Several mechanisms may explain how brain infection leads to death in SARS-CoV-infected K18-
hACE2 mice. While widespread neuronal infection and dropout are likely to contribute to severe disease, the level of neuronal infection is modest in mice inoculated intracranially with low doses of virus compared to those infected intranasally or with high dosages intracranially. However, infection of the cardiorespiratory center in the medulla is observed even when mice receive only low doses of SARS-CoV intracranially (Fig.
3D and H) and could contribute to the death of the animal. It is also possible that excessive levels of proinflammatory cytokines/chemokines in the brain result in a “cytokine storm” and lethal disease. It is well established that excessive production of cytokines can lead to harmful effects in the brain and other tissues (reviewed in reference
2).
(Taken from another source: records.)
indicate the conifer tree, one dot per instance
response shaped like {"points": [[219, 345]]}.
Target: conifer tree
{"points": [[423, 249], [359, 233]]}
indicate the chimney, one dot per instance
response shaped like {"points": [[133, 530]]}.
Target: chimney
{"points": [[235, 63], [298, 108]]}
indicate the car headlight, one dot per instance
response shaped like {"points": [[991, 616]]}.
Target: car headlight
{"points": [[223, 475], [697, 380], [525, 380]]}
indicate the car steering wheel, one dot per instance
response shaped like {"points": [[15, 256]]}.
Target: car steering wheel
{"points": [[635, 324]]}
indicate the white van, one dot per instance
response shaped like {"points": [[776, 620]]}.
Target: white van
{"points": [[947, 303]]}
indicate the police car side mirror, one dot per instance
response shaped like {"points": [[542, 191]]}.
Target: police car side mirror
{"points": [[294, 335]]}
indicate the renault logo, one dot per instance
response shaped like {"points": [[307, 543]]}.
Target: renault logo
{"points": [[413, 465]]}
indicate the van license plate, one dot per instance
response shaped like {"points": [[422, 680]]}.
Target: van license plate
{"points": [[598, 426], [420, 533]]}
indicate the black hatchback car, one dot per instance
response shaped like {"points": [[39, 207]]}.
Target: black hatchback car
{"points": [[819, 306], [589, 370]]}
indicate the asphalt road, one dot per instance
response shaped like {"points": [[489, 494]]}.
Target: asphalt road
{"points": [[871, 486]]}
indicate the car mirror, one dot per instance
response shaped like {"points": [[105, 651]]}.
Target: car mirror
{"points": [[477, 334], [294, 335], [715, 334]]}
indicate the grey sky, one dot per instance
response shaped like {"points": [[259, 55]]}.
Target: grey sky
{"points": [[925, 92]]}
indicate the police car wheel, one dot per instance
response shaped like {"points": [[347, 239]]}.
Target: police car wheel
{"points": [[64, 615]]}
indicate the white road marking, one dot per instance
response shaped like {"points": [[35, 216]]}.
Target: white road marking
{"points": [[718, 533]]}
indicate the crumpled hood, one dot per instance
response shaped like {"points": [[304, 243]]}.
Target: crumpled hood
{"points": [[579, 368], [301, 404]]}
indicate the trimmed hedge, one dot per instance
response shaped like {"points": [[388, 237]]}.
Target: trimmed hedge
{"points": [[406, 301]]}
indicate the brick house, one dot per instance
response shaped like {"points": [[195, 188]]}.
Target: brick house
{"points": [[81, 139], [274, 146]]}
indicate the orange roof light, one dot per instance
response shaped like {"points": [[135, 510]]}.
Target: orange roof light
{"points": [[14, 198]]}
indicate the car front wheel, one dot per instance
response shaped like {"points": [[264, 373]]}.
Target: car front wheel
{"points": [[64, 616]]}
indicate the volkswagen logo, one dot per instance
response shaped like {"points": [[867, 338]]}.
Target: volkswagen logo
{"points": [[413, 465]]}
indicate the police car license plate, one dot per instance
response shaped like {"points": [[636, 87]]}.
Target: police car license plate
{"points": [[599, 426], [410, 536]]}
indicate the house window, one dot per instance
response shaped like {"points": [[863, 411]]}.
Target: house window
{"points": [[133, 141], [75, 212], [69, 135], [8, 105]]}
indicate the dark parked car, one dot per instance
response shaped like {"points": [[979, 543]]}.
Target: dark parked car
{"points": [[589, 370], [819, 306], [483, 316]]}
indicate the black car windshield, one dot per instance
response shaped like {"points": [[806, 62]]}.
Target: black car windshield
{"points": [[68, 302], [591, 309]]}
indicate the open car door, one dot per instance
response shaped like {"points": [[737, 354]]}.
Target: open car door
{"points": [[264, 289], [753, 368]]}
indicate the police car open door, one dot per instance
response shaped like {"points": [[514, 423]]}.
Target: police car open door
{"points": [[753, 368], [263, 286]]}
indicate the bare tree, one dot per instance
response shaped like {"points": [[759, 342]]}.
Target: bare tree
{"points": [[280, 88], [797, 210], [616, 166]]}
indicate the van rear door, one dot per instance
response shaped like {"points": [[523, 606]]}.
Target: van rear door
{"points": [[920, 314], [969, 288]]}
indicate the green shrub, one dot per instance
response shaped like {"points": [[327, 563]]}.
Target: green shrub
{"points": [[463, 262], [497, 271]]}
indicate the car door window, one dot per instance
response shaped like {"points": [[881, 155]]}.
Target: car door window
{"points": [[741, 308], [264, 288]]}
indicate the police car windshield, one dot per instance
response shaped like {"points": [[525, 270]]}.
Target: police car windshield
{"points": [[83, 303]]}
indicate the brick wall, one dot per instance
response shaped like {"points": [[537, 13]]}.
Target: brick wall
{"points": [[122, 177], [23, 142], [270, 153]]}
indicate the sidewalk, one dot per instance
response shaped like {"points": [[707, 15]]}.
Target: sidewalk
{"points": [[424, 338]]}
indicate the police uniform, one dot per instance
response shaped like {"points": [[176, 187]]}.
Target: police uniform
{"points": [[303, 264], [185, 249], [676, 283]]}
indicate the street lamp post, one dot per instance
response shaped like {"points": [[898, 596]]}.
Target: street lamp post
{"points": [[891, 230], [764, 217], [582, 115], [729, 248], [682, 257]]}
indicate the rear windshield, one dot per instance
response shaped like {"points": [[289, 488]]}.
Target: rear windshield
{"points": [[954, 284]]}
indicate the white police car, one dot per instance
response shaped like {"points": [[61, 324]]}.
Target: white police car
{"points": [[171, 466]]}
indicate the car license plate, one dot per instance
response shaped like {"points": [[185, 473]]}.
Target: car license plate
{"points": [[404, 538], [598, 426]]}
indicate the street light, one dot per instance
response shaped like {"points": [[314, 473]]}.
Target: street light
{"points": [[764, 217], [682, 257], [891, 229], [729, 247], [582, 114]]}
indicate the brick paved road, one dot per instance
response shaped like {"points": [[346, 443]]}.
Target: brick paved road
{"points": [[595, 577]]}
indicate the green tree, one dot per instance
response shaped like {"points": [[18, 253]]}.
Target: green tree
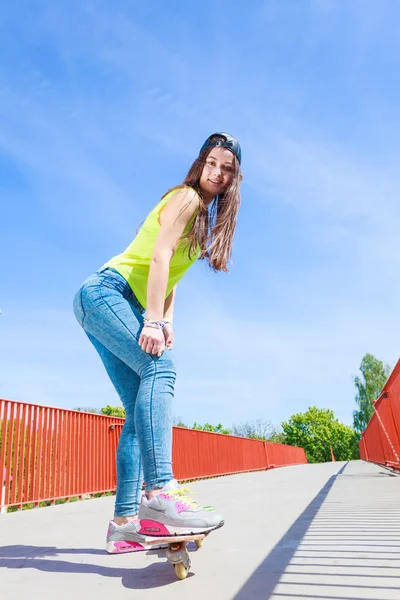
{"points": [[214, 428], [179, 423], [369, 385], [113, 411], [278, 438], [258, 429], [316, 431]]}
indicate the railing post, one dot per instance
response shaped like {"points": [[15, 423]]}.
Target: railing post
{"points": [[266, 455], [3, 507]]}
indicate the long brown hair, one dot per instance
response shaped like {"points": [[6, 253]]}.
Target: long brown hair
{"points": [[213, 229]]}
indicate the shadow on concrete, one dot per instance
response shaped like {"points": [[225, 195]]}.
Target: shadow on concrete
{"points": [[266, 577], [34, 557], [339, 533]]}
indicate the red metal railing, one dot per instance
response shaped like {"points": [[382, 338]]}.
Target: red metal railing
{"points": [[50, 453], [380, 442]]}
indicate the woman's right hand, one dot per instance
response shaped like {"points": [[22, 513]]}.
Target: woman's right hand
{"points": [[152, 340]]}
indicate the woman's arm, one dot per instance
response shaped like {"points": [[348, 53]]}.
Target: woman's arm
{"points": [[169, 305], [174, 218]]}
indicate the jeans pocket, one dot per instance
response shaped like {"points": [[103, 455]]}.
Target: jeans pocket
{"points": [[78, 308]]}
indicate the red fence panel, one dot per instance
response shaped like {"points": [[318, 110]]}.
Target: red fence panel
{"points": [[380, 441], [50, 453]]}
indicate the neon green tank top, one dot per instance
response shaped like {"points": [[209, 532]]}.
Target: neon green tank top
{"points": [[134, 263]]}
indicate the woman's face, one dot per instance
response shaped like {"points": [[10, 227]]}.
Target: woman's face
{"points": [[217, 172]]}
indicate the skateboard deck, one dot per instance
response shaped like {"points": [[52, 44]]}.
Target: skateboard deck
{"points": [[176, 550]]}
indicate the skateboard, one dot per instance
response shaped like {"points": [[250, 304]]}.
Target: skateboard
{"points": [[176, 550]]}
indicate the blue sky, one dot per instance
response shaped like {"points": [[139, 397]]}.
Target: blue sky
{"points": [[103, 108]]}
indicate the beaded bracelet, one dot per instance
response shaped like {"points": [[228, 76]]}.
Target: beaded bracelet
{"points": [[154, 324]]}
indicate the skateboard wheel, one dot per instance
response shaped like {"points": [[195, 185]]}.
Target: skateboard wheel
{"points": [[181, 571]]}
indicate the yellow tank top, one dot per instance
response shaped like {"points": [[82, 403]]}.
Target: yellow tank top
{"points": [[134, 263]]}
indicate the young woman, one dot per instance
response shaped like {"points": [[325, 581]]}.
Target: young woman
{"points": [[194, 220]]}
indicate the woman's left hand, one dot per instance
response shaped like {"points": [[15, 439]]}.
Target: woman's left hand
{"points": [[169, 336]]}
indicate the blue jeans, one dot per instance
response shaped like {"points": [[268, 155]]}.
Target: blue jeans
{"points": [[112, 318]]}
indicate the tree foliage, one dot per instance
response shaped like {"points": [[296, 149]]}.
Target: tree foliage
{"points": [[316, 431], [373, 377], [213, 428], [113, 411], [258, 429]]}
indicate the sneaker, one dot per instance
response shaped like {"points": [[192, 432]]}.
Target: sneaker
{"points": [[125, 538], [173, 512]]}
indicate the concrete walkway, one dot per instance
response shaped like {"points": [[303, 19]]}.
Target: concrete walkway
{"points": [[310, 531]]}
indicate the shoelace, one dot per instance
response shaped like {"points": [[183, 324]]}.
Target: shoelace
{"points": [[181, 494]]}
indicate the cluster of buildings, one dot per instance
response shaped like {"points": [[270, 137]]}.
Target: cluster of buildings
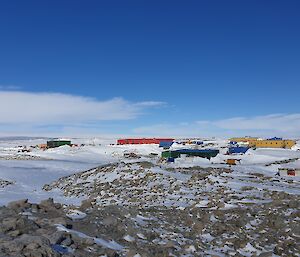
{"points": [[255, 142]]}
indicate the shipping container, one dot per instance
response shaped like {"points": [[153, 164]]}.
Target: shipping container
{"points": [[237, 149], [204, 153], [165, 144], [57, 143], [143, 141]]}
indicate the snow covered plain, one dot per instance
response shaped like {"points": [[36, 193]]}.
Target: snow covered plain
{"points": [[193, 207]]}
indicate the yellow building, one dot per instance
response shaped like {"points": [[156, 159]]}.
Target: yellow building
{"points": [[255, 142], [250, 140], [274, 144]]}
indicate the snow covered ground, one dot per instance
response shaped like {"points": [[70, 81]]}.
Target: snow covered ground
{"points": [[141, 204], [29, 176]]}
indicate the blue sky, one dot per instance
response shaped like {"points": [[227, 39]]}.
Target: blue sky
{"points": [[157, 67]]}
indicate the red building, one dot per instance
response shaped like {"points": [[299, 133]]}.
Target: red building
{"points": [[135, 141]]}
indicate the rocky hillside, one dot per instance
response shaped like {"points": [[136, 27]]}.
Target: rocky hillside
{"points": [[145, 209]]}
An excessive and possibly dysregulated cytokine response has been implicated in neuronal death and death of the animal in an experimental model of Japanese encephalitis virus infection (
18) and has also been implicated in patients with SARS (
8,
10,
36). Lending support to this hypothesis, three cytokines often associated with immunopathology, IL-1β, tumor necrosis factor alpha, and IL-6 (
2,
17,
30), are all upregulated in the brains of infected K18-
hACE2 mice (
32). IL-6 was produced primarily by infected neurons (Fig.
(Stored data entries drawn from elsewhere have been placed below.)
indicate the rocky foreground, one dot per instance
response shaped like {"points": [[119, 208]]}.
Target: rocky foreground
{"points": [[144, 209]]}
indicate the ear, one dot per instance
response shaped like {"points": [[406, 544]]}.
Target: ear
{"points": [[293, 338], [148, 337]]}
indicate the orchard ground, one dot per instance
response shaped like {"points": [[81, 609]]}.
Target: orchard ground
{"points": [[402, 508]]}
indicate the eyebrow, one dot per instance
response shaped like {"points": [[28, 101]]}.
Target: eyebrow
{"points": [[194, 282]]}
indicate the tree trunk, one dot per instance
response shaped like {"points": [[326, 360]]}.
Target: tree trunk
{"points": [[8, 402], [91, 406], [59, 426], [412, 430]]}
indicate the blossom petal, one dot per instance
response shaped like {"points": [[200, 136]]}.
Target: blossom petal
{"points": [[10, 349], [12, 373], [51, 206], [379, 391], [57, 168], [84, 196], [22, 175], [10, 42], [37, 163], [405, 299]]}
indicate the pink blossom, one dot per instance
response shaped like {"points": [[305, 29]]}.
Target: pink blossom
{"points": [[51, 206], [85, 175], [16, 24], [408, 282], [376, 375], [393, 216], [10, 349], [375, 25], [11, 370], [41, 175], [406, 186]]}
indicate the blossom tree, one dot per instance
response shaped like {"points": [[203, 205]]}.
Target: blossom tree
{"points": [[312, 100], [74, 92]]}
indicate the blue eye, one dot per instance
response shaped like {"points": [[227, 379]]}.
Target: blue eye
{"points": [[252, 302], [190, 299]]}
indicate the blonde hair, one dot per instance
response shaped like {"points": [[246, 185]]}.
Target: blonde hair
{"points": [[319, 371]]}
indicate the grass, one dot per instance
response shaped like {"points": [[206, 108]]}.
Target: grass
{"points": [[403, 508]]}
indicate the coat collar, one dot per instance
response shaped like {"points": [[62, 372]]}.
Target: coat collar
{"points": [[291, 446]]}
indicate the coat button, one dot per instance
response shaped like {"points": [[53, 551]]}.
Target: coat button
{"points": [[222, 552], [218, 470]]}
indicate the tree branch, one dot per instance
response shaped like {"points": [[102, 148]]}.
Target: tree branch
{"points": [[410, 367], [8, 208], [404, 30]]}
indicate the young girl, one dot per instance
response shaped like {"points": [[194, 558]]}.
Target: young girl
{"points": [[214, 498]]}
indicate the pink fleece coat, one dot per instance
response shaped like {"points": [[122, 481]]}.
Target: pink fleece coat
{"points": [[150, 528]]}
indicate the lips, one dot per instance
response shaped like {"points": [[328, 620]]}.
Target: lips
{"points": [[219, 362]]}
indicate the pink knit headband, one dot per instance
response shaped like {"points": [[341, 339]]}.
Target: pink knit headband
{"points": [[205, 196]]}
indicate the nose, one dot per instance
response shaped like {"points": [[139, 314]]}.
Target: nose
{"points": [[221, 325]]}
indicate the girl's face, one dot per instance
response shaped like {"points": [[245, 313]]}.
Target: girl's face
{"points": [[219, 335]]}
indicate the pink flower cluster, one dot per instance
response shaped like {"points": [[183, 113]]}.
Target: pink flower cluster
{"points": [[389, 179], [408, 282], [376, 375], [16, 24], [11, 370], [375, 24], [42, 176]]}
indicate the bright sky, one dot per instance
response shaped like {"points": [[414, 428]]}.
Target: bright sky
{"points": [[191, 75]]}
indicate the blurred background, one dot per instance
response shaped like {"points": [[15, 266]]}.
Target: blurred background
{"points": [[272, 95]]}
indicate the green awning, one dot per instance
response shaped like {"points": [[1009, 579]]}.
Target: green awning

7A). Neuronal production of IL-6 is not unprecedented, as neurons expressing IL-6 have been detected in the developing brain (
17), as well as in the adult hamster brain following ischemia (
48). Furthermore, while murine neurons cultured in vitro constitutively express IL-6, expression can be substantially upregulated by infection with
Toxoplasma gondii (
41). However, neuronal production of IL-6 in vivo following viral infection has never been reported prior to our study to our knowledge. How SARS-CoV infection induces neurons to produce IL-6 is unknown. SARS-CoV products, such as the N protein, may directly induce IL-6 (
55). Alternatively, IL-6 production may be a normal consequence of a highly productive neuronal infection or may be induced by another inflammatory mediator, such as IL-1β or tumor necrosis factor alpha (
51), also expressed in the SARS-CoV-infected CNS (
32).
Given this high-level expression of proinflammatory mediators, the lack of inflammation that we observe in the CNS is surprising and requires further investigation. SARS-CoV infects dendritic cells, at least in vitro (
27,
43,
50,
56). Whether this occurs in vivo and interferes with initiation of the immune response is not known at present but may be one mechanism that would result in a diminished inflammatory response. It is also striking that we detected no evidence of apoptosis (Fig.
5B). Cells that die by necrosis would be expected to induce an immune response, but this was not detected in the SARS-CoV-infected CNS (Fig.
4G and H). Thus, another form of noninflammatory cell death, such as autophagy, may be involved in neuronal loss in SARS-CoV-infected K18-
hACE2 mice. Future experiments will be directed at examining this possibility.
Overall, these studies demonstrate a critical role for infection of the CNS in severe disease in SARS-CoV-infected K18-hACE2 mice. Future studies will be directed to determining the mechanisms, both host and viral, by which SARS-CoV induces neuronal death and death of the animal. As SARS-CoV has been detected in the human CNS, studies of infected K18-hACE2 mice may provide important insight into the pathogenesis of SARS in humans.